Some of arguments like that, certainly, is "in people's heads". The issue of becoming accustomed to something and resisting change to the unknown or rare is certainly partially an emotional one. No argument from me there.
That said, gas stations infrastructure in an average country is significantly denser than the EV charging infrastructure currently is. In some places the disparity is larger than in others. I don't know or need to know where smac lives, but he mentioned UK and I would expect that within his route home and even within those 2 miles from his home, probably several gas stations exist where Tesla compatible public charging stations may be near non-existent to non-existent. If he had come to his driveway with 2 miles of range in an ICE, I am quite confident he could reach more than one gas station if he lives in an at least somewhat urban setting like increasing number of the world's population does (an ICE he probably would have filled up on the way). Instead, he had to call friends for a charge, because I assume no alternate charger existed. If there was a public EV charger nearby, he wouldn't have to bother friends with it.
Also: an ICE is much less likely to arrive to a gas station so low on gas, because they have higher range than EVs in general, are faster to fill up on the way (so you are more likely to do it) and places to fill them are less scarce. I doubt smac would have arrived home with 2 miles range on his ICE in this particular scenario. If an ICE gets that low on range it is often simply due to laziness or inattention (excluding some long-range wilderness drivers), on an EV it is often some more compelling reason.
I don't see why people should stop using the size of the support infrastructure as an argument. I see infrastructure as instrumental to the functionality of any mode of transport - and thus a very valid argument. In this way, one can also make arguments towards the opposite: EVs have a sizeable home-charging infrastructure opportunity ICEs lack, so it is a not a black or white issue.

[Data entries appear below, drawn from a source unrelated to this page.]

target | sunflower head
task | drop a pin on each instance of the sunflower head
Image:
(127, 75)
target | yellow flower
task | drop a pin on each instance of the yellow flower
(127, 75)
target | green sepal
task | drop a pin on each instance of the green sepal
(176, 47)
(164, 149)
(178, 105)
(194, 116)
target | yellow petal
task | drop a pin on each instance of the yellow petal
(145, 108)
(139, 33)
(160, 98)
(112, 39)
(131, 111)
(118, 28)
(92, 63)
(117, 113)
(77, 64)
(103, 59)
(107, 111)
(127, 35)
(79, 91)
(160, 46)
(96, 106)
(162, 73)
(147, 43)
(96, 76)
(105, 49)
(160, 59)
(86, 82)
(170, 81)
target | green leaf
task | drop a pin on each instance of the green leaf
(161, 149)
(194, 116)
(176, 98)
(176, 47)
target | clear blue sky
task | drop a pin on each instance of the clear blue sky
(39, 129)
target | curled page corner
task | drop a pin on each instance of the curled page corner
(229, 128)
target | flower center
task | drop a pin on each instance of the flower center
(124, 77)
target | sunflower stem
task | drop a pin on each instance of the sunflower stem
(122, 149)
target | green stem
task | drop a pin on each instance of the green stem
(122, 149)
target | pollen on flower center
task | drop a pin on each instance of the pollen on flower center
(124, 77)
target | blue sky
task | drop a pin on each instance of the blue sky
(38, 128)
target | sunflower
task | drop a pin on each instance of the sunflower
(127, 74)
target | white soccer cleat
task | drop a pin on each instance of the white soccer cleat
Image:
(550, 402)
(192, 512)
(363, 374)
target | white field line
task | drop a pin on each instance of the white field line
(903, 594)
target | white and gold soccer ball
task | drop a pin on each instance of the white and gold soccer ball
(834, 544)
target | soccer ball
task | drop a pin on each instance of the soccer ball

For EVs to win the day, support infrastructure is an important challenge that must be solved, early adopters willing to live through the pains does not a mass market make.
Luckily, obviously, Tesla is well aware of the infrastructure issue and their efforts in this area are commendable - and of surprisingly global reach - for such a relatively small start-up. It is just not yet enough for the likes osama's, smac's and my wives.